Thursday, February 25, 2016

Spectacular art shows by Time out

Spectacular art shows

“Flatlands" Whitney Museum of American Art, through Apr 17
Five contemporary painters—Nina Chanel Abney, Mathew Cerletty, Jamian Juliano-Villani, Caitlin Keogh, and Orion Martin—share an approach to representational imagery that relies on flattened forms and color. While their debt to the cartoonish qualities of Pop Art and Chicago Imagism is obvious, these artists eschew the anarchic optimism of both for expressing a certain 21st century anomie, conjuring, in the words of the curators “a sense of space that is dimensionless and airless.”

“Peter Fischli David Weiss: How to Work Better” Solomon R. Guggenheim Museum, through Apr 20
The work of this renowned Swiss artistic duo ruminates on the everyday and how we deal with it, framing experience as a dialectic of minor epiphanies and incidental absurdities. Their most famous piece, a 1987 video titled, The Way Things Go is a demented masterwork of comic timing that follows the chain of causalities created by an enormous Rube Goldberg contraption built out of wood, metal, Styrofoam and castaway objects (tires, jugs, buckets, ladders).

Marcel Broodthaers Museum of Modern Art, through May 15
Broodthaers may be the most important artist you never heard of. Originally A critic and poet, he became a leading figure in European art during the 1960s and 1970s. His enigmatic works helped to create the template for contemporary installation art and practically invented the Conceptualist genre known as “institutional critique.” He was that classic figure of art history, the innovator who writes the checks eventually cashed by others. Presenting 200 works in multiple mediums, this retrospectiveoffers a long-overdue appraisal of his career.

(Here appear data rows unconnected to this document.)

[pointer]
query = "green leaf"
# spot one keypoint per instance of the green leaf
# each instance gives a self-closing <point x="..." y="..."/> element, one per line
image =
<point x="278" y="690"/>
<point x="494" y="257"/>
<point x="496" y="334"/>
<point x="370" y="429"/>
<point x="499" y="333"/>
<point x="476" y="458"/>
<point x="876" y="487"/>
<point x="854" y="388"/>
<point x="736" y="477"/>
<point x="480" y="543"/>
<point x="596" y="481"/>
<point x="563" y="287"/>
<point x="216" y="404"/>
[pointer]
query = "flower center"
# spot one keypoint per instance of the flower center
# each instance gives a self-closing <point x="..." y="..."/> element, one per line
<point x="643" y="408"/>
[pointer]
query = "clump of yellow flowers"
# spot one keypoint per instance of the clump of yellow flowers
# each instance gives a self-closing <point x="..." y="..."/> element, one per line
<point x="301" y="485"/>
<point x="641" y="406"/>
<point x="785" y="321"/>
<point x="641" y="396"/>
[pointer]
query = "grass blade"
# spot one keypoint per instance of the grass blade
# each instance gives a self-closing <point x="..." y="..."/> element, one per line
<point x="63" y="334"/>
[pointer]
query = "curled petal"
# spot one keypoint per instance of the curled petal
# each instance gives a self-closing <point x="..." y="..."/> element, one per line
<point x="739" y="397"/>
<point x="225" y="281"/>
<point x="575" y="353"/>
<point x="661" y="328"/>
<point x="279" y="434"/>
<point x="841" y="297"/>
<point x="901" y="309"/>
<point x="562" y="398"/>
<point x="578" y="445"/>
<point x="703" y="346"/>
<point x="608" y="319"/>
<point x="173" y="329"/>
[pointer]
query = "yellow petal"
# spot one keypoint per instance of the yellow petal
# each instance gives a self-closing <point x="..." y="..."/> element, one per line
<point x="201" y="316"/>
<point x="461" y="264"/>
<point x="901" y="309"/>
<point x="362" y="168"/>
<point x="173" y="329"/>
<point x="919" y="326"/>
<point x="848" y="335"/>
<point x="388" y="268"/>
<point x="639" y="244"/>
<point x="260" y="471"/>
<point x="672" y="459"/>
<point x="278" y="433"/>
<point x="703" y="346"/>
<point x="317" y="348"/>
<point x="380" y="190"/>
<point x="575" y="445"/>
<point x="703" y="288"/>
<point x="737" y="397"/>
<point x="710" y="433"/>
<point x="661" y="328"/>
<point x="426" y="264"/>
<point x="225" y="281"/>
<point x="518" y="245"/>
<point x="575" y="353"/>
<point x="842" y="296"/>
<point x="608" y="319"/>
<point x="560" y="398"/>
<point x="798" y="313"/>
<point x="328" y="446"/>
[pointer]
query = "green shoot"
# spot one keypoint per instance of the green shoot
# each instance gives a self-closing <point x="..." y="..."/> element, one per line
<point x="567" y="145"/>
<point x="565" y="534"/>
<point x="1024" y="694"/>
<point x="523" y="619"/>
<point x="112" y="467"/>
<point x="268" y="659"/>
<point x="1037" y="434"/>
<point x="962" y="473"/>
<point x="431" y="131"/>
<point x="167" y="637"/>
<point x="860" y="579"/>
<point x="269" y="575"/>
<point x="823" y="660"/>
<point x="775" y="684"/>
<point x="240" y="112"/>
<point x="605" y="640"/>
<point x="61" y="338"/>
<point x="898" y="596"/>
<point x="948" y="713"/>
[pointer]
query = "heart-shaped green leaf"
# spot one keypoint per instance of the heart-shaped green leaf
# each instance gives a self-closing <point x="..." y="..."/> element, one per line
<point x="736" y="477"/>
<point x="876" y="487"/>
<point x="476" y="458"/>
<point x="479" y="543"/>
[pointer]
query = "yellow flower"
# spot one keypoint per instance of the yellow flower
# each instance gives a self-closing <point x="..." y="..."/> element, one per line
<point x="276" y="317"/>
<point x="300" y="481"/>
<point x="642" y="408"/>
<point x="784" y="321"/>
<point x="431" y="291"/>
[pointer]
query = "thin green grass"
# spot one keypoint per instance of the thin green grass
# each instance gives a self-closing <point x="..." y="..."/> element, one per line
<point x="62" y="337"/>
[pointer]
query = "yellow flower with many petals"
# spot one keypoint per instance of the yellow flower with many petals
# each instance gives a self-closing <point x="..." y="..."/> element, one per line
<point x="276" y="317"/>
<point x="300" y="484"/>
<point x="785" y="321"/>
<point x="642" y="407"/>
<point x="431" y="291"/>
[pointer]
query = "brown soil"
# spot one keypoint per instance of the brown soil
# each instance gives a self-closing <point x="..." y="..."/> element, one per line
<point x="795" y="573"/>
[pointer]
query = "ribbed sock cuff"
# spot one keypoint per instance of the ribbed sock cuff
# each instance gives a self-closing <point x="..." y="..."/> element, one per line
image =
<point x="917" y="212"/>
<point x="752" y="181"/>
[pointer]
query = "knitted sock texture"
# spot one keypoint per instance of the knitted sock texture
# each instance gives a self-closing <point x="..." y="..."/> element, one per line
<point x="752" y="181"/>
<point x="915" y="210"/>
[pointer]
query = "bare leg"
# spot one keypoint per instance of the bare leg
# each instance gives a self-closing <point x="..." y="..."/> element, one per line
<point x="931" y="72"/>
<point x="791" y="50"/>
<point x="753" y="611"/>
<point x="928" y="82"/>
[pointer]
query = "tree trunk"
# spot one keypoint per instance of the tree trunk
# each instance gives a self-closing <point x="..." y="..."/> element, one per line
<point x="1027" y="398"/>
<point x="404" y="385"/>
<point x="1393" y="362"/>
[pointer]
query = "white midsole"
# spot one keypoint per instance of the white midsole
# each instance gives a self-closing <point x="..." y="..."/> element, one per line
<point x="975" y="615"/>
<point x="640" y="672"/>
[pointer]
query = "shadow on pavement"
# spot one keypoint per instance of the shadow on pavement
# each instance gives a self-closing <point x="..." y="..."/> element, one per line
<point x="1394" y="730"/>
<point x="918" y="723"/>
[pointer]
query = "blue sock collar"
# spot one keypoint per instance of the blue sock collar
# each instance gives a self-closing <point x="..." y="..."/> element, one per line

“Vigée Le Brun: Woman Artist in Revolutionary France” The Metropolitan Museum of Art, through May 15
The Old Master period in Western Art History was, let’s face it, a sausage fest with women pretty much relegated to the role of artist’s model or mistress. There were, however, a few exceptions, one of whom is the subject of this Met showcase. Elisabeth Louise Vigée Le Brun (1755–1842) was primarily a portrait artist, but her style and technique rivaled those of her contemporary, Jacques-Louis David. Remarkably, she was completely self-taught, but that didn’t prevent her from being accepted into the prestigious Académie Royale de Peinture et de Sculpture. Her exceptional oeuvre is vividly brought back to life in this retrospective, the first ever accorded the artist.

Isa Genzken, Two Orchids Doris C. Freedman Plaza Central Park, through Aug 21
The German artist who stuck a giant rose on the facade of the New Museum reaches back into her floral bag of tricks with this pair of gargantuan orchids measuring 34 and 28 feet high, respectively. Last installed at the 2015 Venice Biennale’s, these meditations on nature versus artifice pop up outside Central Park just in time for Spring.by the time out!